I remember playing Scrabble with my family next to the fireplace in winter. Particularly the anger as my mother won by one point with the word, ze (I still don't think that counts mind you).
We tend to assume the golden memories like these will get tattooed to our brain.
But the fact is if we don't put effort into remembering these nuggets, we won't...
It's a tragedy. We all have moments like these from our lives. Moments that tether us to the ground when we're feeling down. That forms our sense of who we are.
How can we stop ourselves from losing them?
Introducing, Homework For Life, The Solution To This Tragedy
Homework for life is a revolutionary technique I discovered from storytelling expert Matthew Dicks.
It's wonderfully simple. At the end of every day, you sit down and record the most story-worthy moment of my day, even if that moment seemed boring, benign, uninspiring, and not worthy of telling at all. Ask yourself: “If I were forced to tell a story from my day, what would that story be?”
It doesn't have to be long.
Just two to three sentences.
As long as it can put you back in the moment when you read it again, it's good. Most of the time it takes just 3 minutes. I hoped through using this technique I would save one of these cherished moments every month or two.
Instead, something amazing happened.
As I did more homework for life, I started to see more stories every day. Stories hidden in the mundane cracks of life. Moments that usually would get lost in the routine of existence, but now I could catch like a fish on a fishing rod.
I realized my day was full of storyworthy moments, both big and small, all that deserved remembering
Drinking a cup of hot chocolate with my mother under the glistening snow covered sun while snowboarding at Whiteface.
Sitting with my brother as he talked about his difficult romantic relationship break up.
Getting in an ice bath after losing to my family in a blind nut butter taste test battle (yup that actually happened. Ice baths are cold.).

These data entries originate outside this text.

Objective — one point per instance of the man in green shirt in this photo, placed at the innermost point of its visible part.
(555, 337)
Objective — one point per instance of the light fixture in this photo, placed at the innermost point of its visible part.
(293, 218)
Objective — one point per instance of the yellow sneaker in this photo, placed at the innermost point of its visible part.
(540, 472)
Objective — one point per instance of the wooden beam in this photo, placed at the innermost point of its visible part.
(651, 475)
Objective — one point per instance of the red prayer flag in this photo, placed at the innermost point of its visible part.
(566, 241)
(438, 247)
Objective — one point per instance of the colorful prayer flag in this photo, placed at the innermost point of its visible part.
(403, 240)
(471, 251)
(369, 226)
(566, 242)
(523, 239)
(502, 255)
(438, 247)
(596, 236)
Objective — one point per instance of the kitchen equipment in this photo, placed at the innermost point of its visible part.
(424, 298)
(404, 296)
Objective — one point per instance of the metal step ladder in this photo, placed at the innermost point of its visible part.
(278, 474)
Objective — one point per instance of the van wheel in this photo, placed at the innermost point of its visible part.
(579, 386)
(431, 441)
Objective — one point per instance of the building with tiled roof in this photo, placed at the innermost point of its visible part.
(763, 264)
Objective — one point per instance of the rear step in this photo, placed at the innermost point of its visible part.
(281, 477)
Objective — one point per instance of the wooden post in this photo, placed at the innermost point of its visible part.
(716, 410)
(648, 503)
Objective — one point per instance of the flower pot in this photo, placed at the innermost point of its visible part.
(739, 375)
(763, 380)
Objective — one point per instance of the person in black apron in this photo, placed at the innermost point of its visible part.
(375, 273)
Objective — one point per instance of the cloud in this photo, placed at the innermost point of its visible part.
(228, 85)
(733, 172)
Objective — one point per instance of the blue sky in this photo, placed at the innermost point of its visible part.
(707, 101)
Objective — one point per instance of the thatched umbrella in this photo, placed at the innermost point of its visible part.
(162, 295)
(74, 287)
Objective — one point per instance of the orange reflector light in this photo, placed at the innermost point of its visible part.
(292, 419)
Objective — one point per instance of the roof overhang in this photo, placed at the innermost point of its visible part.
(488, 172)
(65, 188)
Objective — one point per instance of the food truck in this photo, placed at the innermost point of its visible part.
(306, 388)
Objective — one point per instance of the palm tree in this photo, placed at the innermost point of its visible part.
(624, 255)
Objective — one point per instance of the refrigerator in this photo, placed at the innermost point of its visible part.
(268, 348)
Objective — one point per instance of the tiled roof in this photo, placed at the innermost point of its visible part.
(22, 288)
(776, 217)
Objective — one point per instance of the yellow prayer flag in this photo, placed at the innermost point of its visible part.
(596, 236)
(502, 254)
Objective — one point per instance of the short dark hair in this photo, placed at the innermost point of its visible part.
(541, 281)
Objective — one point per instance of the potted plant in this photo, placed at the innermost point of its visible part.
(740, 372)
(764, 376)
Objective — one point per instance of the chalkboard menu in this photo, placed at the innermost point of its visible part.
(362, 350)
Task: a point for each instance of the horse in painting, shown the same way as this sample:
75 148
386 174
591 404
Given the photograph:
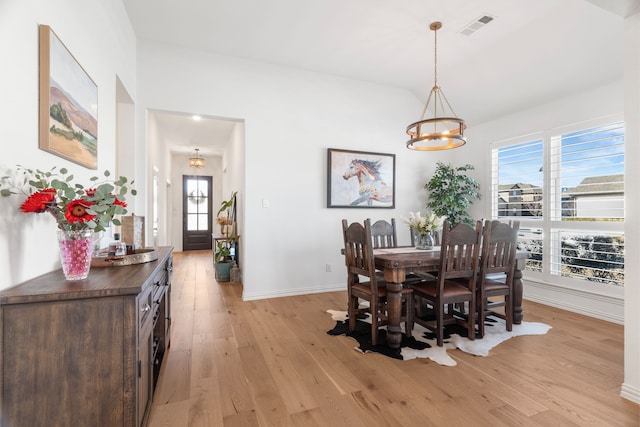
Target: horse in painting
371 186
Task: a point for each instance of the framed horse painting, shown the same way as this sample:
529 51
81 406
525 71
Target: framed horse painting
359 179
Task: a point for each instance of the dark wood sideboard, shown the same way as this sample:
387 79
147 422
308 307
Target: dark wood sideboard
85 353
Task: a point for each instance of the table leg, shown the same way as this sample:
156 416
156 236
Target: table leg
394 308
517 292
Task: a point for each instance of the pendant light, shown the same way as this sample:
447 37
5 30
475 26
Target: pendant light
196 161
444 130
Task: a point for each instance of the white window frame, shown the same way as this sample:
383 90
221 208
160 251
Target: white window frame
553 226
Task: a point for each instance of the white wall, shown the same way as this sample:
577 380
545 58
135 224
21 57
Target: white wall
631 385
99 36
290 119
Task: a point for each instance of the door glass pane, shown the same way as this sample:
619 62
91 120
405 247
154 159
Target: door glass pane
202 222
192 222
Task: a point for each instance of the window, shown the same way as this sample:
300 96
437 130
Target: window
566 187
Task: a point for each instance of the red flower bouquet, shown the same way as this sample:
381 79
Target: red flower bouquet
73 206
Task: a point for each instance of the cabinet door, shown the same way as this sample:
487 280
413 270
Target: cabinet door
145 378
144 387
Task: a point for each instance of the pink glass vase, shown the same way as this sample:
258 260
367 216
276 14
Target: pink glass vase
76 249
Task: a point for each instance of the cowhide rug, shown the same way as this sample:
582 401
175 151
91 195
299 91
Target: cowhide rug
422 343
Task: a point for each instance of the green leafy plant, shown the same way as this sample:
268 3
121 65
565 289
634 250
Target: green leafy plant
223 247
73 206
450 193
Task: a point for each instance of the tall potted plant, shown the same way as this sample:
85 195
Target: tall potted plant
451 192
222 256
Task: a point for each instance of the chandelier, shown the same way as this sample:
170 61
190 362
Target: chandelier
444 130
196 161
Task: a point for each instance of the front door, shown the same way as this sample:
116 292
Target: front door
197 217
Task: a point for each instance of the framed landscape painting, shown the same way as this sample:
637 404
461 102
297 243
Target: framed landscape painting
360 179
68 104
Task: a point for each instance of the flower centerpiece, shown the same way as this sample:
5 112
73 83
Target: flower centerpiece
422 226
78 211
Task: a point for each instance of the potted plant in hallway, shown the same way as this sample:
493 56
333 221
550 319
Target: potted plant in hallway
450 193
223 257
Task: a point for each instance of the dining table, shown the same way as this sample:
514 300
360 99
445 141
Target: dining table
396 262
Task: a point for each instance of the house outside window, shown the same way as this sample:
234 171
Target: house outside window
566 187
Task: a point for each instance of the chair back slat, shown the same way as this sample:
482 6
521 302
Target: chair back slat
384 234
358 251
459 252
499 244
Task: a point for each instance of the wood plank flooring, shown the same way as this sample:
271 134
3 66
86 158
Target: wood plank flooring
271 363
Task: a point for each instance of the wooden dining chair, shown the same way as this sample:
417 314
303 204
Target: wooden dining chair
358 250
498 261
455 284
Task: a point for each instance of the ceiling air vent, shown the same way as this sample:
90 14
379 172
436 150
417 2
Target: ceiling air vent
476 24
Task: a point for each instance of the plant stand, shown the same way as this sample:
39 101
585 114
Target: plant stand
223 268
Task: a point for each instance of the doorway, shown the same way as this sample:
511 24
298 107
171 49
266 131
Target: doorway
196 210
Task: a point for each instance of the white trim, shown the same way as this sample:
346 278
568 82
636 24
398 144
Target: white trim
602 307
292 292
629 392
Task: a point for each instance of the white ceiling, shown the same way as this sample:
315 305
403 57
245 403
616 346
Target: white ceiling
531 52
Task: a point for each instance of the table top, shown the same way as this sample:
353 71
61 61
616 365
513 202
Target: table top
410 257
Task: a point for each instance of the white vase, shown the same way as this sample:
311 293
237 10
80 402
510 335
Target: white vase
423 241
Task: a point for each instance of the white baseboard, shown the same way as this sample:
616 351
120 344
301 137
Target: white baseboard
292 292
630 393
601 307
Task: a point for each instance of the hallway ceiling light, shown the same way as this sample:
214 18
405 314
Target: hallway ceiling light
444 130
196 161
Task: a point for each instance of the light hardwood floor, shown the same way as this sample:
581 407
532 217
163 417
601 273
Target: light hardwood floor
271 363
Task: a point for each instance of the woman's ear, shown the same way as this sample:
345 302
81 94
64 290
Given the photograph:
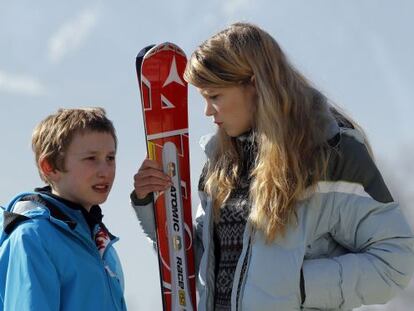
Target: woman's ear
47 169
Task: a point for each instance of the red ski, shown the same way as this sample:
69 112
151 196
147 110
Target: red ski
164 102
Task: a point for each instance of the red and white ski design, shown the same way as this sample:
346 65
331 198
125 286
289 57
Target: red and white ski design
164 101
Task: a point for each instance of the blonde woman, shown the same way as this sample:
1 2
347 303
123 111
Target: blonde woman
294 213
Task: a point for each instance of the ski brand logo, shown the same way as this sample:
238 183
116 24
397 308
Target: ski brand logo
181 280
173 75
176 221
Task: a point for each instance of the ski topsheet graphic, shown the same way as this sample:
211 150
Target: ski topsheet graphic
160 71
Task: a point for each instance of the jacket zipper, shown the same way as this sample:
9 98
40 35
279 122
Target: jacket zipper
240 276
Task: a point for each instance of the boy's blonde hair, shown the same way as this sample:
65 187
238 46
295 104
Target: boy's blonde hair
52 136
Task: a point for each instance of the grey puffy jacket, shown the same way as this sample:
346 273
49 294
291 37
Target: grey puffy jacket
351 242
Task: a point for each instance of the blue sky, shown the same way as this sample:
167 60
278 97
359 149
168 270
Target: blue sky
81 53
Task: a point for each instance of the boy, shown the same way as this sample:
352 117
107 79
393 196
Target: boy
55 252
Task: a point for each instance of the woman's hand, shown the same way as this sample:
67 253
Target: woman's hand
150 178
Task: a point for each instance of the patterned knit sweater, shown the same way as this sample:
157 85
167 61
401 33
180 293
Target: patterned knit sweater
228 231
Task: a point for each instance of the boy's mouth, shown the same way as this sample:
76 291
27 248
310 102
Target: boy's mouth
102 188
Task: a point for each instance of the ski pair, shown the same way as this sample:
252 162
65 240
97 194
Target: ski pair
163 92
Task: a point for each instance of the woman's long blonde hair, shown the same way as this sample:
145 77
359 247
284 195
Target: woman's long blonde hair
291 120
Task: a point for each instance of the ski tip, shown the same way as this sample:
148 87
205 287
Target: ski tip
144 50
140 58
141 54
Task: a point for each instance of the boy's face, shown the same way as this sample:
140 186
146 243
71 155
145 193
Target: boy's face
90 169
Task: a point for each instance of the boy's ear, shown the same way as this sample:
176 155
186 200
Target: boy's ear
48 170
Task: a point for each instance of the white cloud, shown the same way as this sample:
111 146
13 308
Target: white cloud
231 8
70 36
21 84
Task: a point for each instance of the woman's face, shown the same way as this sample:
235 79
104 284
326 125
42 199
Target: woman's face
232 108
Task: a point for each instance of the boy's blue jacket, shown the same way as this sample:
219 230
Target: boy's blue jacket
49 260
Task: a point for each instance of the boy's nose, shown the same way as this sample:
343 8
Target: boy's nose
105 169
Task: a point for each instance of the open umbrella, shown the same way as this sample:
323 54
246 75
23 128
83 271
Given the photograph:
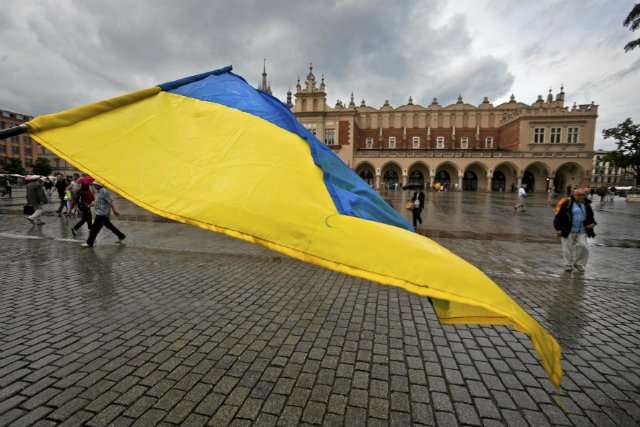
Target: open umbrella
85 180
413 187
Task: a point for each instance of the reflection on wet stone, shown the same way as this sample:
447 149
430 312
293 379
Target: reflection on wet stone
184 326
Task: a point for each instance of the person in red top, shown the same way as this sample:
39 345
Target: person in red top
83 198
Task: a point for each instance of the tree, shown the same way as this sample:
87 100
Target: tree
14 165
633 22
627 136
42 166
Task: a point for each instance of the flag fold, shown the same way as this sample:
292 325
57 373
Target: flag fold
213 152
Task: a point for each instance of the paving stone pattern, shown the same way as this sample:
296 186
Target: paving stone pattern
181 326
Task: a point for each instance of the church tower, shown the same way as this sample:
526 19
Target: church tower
264 85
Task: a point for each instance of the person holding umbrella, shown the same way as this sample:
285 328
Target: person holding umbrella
418 205
84 199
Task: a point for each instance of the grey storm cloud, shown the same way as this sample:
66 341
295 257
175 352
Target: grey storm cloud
75 52
59 54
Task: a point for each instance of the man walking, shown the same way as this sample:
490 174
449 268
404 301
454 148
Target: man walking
35 198
418 206
522 193
103 205
61 187
573 223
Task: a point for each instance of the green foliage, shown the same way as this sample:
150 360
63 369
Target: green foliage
42 166
633 22
627 136
13 165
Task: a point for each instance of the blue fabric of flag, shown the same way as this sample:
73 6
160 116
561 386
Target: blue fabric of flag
350 194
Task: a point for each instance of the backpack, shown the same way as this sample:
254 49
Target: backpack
559 204
81 201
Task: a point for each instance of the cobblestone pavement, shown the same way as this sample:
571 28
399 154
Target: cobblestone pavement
182 326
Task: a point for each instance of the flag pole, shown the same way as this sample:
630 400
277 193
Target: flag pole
16 130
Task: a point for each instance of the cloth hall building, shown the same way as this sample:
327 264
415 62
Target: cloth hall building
459 146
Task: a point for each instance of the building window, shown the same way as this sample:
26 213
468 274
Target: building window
311 128
330 136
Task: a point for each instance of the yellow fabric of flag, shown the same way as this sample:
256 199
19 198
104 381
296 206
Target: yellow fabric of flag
220 168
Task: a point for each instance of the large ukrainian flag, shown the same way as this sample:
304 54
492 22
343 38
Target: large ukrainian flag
212 151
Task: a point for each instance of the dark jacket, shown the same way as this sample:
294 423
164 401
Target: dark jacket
564 217
35 194
420 196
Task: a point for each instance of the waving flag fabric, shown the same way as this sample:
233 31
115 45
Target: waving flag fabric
212 151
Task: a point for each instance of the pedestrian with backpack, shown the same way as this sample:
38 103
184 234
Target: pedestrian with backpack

Anytime I read the snippet for these moments I'm back in the scene. And because they are written down, I will have them forever. These moments are without a doubt some of the most valuable things I own.
If there was a fire in my house, my homework for life document is the first thing I would grab.
So, as your new school teacher, I'm giving you your first homework assignment, start doing homework for life.
You don't need to use a spreadsheet. You can use a note on your phone or a leather bound journal. Anything that works.
Don't let these golden moments from your childhood drift away.
Treat them with the care and respect they deserve.